Poetics of Cities: Designing Neighborhoods that Work by Mike Greenberg.

The Living City: Thinking Big in a Small Way by Roberta Gratz.

To Scale: One Hundred Urban Plans by Eric Jenkins.

American Project: The Rise and Fall of a Modern Ghetto by Sudhir Venkatesh.

Off The Books: The Underground Economy of the Urban Poor by Sudhir Venkatesh.

(Photo from Flickr users danlorentz and docman. The original full-sized color version can be viewed by clicking the photo.)

7 comments:

Electronic Goose said...

Great list--I'm heading to the library now. Thanks for sharing.

Benjamin Hemric said...

I think your list is a good idea, but I think you make a very common mistake by leaving off a number of Jane Jacobs other books.

I submit that one doesn't even REALLY understand "Death and Life of Great American Cities," unless one also reads, "The Economy of Cities" (which is shorter and almost as readable, by the way).
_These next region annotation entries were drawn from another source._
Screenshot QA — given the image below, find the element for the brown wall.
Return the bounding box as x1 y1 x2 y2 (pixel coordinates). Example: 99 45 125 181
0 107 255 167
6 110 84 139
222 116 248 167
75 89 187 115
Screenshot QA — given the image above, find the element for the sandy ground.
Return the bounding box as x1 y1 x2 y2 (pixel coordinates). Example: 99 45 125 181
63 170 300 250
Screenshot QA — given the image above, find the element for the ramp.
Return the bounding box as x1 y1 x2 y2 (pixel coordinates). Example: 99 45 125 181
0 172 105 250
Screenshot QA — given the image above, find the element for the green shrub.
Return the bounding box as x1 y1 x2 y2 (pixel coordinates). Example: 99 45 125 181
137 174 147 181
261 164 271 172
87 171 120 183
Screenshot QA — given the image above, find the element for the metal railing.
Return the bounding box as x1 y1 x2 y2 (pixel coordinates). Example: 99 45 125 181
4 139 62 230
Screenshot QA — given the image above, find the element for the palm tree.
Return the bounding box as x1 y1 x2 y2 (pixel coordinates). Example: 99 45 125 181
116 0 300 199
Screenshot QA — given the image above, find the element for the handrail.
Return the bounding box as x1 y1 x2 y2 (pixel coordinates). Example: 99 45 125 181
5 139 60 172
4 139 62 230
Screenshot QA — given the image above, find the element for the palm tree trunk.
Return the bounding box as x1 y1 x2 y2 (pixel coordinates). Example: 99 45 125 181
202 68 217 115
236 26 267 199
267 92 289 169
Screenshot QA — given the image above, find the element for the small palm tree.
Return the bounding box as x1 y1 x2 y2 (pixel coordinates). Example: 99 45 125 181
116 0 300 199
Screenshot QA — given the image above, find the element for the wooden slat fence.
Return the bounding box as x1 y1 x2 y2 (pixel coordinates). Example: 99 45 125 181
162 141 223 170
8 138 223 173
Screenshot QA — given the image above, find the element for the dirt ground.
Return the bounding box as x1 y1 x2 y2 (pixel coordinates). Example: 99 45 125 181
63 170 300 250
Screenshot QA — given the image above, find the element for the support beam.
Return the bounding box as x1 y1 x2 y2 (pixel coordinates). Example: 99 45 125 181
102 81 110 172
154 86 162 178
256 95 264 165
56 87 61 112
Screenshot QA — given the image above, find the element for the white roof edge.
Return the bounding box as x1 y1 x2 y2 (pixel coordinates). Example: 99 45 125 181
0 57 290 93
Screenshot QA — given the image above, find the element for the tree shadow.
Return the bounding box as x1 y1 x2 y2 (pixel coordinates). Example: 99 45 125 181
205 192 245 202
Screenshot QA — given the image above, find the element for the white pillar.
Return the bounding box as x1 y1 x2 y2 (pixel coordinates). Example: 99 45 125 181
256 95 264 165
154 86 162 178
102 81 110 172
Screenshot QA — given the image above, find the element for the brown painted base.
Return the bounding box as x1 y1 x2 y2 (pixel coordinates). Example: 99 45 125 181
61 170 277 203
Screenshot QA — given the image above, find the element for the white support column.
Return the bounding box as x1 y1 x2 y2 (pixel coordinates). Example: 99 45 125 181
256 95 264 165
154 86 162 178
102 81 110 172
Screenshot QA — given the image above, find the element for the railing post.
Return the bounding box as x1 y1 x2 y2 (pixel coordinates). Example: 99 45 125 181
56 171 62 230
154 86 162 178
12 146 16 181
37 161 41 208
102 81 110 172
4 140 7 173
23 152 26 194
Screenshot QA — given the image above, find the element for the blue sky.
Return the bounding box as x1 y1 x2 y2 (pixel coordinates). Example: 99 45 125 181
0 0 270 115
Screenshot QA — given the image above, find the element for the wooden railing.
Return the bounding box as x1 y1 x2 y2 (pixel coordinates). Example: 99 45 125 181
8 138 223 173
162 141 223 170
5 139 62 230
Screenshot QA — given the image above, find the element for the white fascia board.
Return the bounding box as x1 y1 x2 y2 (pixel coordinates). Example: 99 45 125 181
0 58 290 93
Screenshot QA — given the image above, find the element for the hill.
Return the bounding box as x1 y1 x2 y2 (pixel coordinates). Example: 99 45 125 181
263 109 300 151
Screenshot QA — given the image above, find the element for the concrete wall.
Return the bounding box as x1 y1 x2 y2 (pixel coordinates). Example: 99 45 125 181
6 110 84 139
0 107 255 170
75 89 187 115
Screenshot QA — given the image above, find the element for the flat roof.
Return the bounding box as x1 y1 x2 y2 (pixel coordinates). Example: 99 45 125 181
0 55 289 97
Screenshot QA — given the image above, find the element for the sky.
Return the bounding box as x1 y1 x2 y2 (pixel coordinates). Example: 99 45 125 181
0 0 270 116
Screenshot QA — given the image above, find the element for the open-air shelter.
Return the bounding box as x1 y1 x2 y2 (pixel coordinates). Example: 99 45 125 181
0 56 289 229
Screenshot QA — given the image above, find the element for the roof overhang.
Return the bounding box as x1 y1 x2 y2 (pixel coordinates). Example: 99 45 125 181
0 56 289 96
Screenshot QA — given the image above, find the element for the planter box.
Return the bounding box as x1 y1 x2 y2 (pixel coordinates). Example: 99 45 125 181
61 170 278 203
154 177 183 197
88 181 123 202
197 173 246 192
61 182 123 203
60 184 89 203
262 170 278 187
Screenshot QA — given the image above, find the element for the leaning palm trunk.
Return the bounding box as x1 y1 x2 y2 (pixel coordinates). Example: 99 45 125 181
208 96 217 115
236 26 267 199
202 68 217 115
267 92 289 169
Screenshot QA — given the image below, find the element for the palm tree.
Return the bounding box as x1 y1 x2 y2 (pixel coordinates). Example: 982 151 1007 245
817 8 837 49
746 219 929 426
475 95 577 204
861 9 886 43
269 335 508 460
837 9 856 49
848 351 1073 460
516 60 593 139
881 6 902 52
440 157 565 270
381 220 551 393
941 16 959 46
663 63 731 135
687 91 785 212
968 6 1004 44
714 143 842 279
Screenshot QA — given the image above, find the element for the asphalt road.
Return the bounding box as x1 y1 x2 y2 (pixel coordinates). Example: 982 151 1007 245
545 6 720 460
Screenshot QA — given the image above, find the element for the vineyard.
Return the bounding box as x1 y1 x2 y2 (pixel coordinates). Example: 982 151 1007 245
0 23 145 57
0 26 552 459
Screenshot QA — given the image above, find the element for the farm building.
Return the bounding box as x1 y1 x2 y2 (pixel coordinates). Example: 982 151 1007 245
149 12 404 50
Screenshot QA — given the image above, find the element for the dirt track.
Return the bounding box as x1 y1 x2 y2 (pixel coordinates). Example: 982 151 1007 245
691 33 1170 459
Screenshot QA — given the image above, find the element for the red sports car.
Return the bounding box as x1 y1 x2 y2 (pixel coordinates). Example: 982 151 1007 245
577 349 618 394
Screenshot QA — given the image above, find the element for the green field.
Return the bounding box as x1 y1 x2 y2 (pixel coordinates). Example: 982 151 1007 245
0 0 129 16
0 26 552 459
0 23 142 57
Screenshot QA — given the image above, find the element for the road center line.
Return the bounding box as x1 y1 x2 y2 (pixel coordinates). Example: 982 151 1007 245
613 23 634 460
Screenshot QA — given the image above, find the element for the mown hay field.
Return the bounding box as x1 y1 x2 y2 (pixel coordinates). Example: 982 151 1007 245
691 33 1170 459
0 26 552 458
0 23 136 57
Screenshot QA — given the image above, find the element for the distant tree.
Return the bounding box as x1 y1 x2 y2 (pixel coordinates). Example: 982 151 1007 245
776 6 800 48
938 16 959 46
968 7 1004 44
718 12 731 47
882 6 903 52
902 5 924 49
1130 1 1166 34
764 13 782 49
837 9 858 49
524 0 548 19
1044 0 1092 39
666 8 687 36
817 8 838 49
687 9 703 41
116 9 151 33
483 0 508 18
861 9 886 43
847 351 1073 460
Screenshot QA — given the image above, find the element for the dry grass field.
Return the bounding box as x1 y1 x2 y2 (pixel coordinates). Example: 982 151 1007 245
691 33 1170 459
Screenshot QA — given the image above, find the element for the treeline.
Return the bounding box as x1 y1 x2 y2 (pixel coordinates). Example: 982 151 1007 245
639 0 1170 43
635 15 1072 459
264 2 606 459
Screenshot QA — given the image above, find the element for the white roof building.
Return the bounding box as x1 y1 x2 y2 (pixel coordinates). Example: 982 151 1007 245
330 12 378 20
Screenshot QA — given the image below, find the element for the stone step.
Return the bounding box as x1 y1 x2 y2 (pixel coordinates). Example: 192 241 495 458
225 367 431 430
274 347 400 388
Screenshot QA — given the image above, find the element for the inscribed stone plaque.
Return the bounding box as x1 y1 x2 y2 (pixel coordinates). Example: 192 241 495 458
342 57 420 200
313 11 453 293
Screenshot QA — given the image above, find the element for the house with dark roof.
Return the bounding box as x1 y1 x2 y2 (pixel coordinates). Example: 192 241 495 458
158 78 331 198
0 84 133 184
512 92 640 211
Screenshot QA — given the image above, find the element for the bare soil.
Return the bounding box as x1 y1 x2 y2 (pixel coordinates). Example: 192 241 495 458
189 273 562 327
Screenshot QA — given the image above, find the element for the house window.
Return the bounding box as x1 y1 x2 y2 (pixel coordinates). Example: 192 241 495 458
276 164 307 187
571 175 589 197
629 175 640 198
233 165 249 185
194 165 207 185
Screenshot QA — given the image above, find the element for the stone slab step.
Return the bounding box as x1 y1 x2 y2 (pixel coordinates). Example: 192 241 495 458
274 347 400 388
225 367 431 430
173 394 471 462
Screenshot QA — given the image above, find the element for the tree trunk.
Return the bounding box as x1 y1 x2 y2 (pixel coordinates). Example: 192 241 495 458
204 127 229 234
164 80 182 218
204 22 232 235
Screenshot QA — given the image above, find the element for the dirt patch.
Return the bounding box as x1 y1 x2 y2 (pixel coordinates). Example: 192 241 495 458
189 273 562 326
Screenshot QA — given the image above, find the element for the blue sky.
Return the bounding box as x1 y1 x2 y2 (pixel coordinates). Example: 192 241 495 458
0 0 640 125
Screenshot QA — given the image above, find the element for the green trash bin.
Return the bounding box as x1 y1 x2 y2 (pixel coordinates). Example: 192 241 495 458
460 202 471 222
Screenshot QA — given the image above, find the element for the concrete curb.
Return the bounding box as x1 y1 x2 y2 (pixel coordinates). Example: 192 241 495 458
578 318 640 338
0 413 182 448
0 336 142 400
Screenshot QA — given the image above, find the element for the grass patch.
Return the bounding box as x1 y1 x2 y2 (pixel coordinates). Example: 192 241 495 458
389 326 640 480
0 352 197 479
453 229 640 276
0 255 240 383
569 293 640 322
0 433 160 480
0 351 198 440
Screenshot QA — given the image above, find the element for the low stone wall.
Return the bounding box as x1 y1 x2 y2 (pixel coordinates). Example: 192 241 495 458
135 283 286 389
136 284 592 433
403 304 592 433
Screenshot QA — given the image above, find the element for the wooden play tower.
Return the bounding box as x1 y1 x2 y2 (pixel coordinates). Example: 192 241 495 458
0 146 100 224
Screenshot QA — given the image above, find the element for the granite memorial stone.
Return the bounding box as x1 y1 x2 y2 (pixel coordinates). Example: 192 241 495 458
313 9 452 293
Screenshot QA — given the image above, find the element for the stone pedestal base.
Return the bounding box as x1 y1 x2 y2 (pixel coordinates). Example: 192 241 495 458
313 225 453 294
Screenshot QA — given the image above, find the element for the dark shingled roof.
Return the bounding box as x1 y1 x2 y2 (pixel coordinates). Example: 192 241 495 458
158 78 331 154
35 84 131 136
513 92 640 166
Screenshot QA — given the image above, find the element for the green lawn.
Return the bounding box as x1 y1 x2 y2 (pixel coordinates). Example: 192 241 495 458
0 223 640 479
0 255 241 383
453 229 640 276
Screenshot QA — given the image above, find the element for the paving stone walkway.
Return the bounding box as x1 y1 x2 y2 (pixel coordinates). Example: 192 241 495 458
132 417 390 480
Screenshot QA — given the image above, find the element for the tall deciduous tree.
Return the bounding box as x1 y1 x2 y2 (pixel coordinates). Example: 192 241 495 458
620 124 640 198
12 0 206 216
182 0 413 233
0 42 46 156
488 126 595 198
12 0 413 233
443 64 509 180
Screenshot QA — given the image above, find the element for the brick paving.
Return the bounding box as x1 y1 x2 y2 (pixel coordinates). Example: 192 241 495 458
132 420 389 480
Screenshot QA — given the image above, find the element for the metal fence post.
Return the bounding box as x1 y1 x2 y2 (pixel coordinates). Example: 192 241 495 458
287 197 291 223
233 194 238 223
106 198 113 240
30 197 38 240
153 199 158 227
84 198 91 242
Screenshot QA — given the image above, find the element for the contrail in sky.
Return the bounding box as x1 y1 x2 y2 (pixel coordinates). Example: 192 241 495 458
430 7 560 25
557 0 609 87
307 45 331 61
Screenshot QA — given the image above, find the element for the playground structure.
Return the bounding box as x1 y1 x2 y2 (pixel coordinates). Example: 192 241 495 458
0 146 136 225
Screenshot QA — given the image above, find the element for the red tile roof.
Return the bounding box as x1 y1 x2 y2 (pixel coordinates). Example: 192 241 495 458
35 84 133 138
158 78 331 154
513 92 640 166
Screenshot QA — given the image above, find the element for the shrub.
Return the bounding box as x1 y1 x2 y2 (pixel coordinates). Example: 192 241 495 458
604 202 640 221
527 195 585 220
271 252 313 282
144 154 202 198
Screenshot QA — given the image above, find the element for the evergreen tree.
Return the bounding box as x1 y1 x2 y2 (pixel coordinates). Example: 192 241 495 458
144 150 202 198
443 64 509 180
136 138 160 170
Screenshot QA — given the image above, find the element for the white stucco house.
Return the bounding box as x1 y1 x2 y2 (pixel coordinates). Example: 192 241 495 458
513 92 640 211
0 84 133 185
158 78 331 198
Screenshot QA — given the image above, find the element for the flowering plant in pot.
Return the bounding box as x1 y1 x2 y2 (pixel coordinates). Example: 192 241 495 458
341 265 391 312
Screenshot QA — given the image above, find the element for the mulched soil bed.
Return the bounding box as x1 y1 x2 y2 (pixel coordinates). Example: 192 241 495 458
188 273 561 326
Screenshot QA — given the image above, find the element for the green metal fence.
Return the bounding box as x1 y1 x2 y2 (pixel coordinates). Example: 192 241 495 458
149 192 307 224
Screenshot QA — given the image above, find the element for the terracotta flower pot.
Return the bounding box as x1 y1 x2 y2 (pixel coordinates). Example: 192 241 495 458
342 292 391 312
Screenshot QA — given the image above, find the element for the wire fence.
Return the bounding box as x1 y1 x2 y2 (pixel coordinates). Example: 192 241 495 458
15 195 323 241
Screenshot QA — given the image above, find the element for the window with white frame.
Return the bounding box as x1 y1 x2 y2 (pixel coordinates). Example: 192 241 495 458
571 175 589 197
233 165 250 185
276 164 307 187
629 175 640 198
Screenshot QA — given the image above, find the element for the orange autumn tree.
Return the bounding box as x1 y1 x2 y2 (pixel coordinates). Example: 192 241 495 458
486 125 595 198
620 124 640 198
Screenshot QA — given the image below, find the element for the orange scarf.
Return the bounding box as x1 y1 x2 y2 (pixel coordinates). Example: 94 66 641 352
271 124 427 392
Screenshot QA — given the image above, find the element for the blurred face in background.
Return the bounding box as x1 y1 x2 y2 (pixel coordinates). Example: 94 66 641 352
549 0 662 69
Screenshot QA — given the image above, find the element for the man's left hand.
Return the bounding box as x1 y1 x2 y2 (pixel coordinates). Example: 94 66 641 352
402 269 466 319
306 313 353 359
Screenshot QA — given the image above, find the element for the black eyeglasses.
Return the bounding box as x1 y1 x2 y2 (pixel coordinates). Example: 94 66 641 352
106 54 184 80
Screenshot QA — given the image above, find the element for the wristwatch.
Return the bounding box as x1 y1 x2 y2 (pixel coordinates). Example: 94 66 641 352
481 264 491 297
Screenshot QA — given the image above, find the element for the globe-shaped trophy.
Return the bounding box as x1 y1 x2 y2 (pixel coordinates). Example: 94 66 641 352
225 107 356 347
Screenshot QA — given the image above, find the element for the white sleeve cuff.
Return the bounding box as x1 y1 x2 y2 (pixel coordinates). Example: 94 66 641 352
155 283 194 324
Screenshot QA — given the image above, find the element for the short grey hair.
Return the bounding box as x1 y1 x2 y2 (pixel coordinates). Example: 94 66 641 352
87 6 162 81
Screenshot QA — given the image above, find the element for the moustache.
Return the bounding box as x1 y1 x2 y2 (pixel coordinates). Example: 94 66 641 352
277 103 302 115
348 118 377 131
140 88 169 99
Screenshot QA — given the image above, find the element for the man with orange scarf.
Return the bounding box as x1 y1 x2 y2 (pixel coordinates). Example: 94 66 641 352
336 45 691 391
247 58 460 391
The other Jacobs book that I highly recommend as helping explain what these two early books are REALLY about is "The Nature of Economies" -- which is indeed, quite short, and reads like a delightful short novel, or novella (in my opinion).

I'm tempted to suggest that people should read "The Nature of Economies" right away, right after reading "Death and Life . . ." because it is such a short and enjoyable "read" -- and might pique (sp?) one's curiosity and spur one to read "The Economy of Cities," which is short and enjoyable but does have some, perhaps, less "quick read" passages.

- - - - - -

P.S. -- I found your blog via "Market Urbanism" and have posted further about Jane Jacobs and these books on that blog. (One set of posts are somewhat "hidden" in a comment on anthills; and one set of posts is somewhat "hidden" in a comment on Obama's plans for a stimulus.)

-- Benjamin Hemric

Dave Reid said...

Great list... It looks like I have some reading to do as I haven't read a couple of your top 5.

selophane said...

Great list, as soon as I'm done with my ARE's I'll start trying to get through these.

ClimateCate said...

I especially like the Leinberger book- super easy to read filled with ideas to help non-experts understand the reasons why suburbia has been set up the way it has- and the benefits of a walkable community.

Kevin said...

Great list, but no Suburban Nation? That book really helped clue me in on urbanism. It detailed a lot of the problems I'd sort of pondered in my own brain.

Thanks for all of the good work you do.

Anonymous said...

Glad you listed that Niketown book. It is really a brilliant piece of work.